Modeling the global shape and surface morphology of the Ryugu asteroid using an improved neural implicit method

Abstract

Context. Detailed shape modeling is a fundamental task in the context of small body exploration aimed at supporting scientific research and mission operations. The neural implicit method (NIM) is a novel deep learning technique that models the shapes of small bodies from multi-view optical images. While it is able to generate models from a small set of images, it encounters challenges in accurately reconstructing small-scale or irregularly shaped boulders on Ryugu, which hinders the investigation of detailed surface morphology.

Aims. Our goal is to accurately reconstruct a high-resolution shape model with refined terrain details of Ryugu based on a limited number of images.

Methods. We propose an improved NIM that leverages multi-scale deformable grids to flexibly represent the complex geometric structures of various boulders. To enhance the surface accuracy, three-dimensional (3D) points derived from the Structure-from-Motion plus Multi-View Stereo (SfM-MVS) method were incorporated to provide explicit supervision during network training.

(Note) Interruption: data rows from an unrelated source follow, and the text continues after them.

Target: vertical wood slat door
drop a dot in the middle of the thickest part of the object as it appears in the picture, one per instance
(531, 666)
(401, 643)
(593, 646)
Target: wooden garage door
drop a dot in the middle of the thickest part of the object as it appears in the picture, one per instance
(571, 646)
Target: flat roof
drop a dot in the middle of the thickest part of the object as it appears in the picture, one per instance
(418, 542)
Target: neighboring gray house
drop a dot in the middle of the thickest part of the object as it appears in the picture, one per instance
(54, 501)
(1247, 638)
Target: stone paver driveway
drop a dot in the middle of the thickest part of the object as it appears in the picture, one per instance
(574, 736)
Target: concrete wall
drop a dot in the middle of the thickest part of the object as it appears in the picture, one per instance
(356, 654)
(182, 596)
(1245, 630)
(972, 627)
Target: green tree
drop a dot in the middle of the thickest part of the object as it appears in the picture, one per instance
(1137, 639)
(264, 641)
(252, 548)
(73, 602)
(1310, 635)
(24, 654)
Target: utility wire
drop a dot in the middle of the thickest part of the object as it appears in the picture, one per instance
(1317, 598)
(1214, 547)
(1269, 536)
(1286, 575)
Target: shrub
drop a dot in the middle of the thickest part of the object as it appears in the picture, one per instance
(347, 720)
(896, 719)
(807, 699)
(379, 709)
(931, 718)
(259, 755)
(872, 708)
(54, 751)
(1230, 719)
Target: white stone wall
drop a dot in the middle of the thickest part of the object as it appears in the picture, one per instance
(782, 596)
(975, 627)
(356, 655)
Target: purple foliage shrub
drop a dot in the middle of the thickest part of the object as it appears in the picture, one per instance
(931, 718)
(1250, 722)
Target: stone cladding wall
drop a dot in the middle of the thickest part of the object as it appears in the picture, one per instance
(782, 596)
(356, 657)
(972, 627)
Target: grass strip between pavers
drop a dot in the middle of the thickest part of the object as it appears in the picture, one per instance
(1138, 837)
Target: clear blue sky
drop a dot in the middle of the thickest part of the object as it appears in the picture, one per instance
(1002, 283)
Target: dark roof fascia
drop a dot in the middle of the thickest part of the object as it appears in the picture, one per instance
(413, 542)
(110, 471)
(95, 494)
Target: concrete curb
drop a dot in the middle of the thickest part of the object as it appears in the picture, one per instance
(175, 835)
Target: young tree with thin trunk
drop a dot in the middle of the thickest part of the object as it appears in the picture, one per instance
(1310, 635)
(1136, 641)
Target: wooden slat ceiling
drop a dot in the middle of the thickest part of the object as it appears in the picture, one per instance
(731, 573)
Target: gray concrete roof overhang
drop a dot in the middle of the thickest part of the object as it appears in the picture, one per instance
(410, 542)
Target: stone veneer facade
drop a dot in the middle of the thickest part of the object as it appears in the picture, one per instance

We selected 131 Optical Navigation Camera Telescope images from two different mission phases at different spatial resolutions to reconstruct two Ryugu shape models for performance evaluation.

Results. The proposed method effectively addresses the challenges encountered by NIM and demonstrates an accurate reconstruction of high-resolution shape models of Ryugu. The volume and surface area of our NIM models are closely aligned with those of the prior shape model derived from the SfM-MVS method. However, despite utilizing fewer images, the proposed method achieves a higher resolution and refinement performance in polar regions and for irregularly shaped boulders, compared to the SfM-MVS model. The effectiveness of the method applied to Ryugu suggests that it holds significant potential for applications to other small bodies.